E se i primi giorni ebbero a servire a concedere loro possibilità di prendere le misure con quella nuova vita, presto ebbe a risultare evidente la necessità, per entrambe, di trovare un qualunque genere di attività nella quale impegnare il proprio tempo, non volendo certamente trascorrere le proprie giornate in indolente ozio.
« Be’Sihl... » apostrofarono quindi la mattina del loro terzo giorno di permanenza in città, raggiungendo il locandiere nella sala principale, dove già era all’opera al fine di predisporsi alla nuova giornata di lavoro.
« Ditemi, ragazze. » le invitò, cortesemente, egli, nel mentre in cui, senza che esse avessero a doverglielo chiedere, subito si pose all’opera per preparare loro la colazione, esattamente come, per anni, non aveva mancato di fare dietro a quello stesso bancone ogni mattina nella quale Midda era in città, approfittando dell’occasione offerta dal nutrirla per riservarsi una possibilità di quieta interazione con lei, per così come in alcun altro momento della giornata, necessariamente più caotico, gli sarebbe mai stato offerto.
« Pensi che sarebbe possibile per noi dare una mano qui in locanda...?! » domandò allora Meri, parlando a nome di entrambe.
« Oh... » esitò egli, colto sinceramente in contropiede a quella richiesta « Credo che sia meglio che ne parliate con Arasha più tardi. » suggerì poi, non senza un certo imbarazzo nel rendersi conto di quanto, ormai, la gestione della locanda fosse più nelle mani di quella donna che nelle proprie « Sinceramente è lei che gestisce i turni dei garzoni e il loro lavoro... e, in questo, non saprei proprio come rispondervi. »
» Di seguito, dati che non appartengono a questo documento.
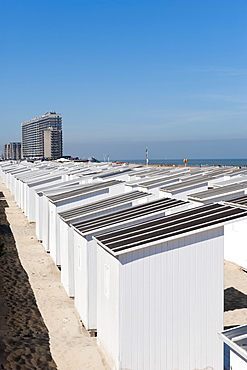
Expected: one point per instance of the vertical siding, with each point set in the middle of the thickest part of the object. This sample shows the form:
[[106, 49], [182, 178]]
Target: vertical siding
[[108, 307], [235, 242], [81, 277], [171, 304]]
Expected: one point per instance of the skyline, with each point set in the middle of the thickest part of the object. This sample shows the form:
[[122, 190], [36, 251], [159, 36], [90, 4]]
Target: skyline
[[126, 75]]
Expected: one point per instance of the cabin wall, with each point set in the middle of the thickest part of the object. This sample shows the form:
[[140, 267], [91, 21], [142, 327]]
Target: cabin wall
[[81, 277], [108, 306], [237, 362], [170, 306], [235, 242]]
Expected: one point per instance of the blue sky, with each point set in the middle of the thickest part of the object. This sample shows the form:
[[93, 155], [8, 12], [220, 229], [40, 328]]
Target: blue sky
[[169, 75]]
« Credevamo che la locanda fosse tua e della zia. » osservò Nami, un po’ contraddetta da quella risposta, non in tono di critica verso l’uomo, quanto e piuttosto di quieta incapacità a comprendere il senso della cosa, abituate, del resto, a una gestione decisamente più autoritaria da parte della loro defunta genitrice nel merito delle proprie questioni.
« E infatti lo è. » confermò l’uomo, sorridendo a entrambe nel mentre in cui ebbe a posizionare innanzi a loro due piatti con molta verdura, una salsa di fagioli e due pezzi di focaccia ai bordi, a titolo di colazione « Però sono mancato per tanto tempo, mentre accompagnavo vostra zia nei suoi viaggi fra le stelle del firmamento... e, in questo, Arasha è stata sempre presente a gestire tutto con rispetto e professionalità tali che non mi sono sinceramente sentito di chiederle di fare diversamente ora che siamo tornati. » spiegò, con quieta soddisfazione e un certo orgoglio per l’equilibrio in ciò raggiunto con la figlia di Degan « La proprietà è mia e di Midda, sì. Ma la gestione del locale è tutta di Arasha... con tutti gli onori e gli oneri del caso. » ammiccò poi, con fare complice.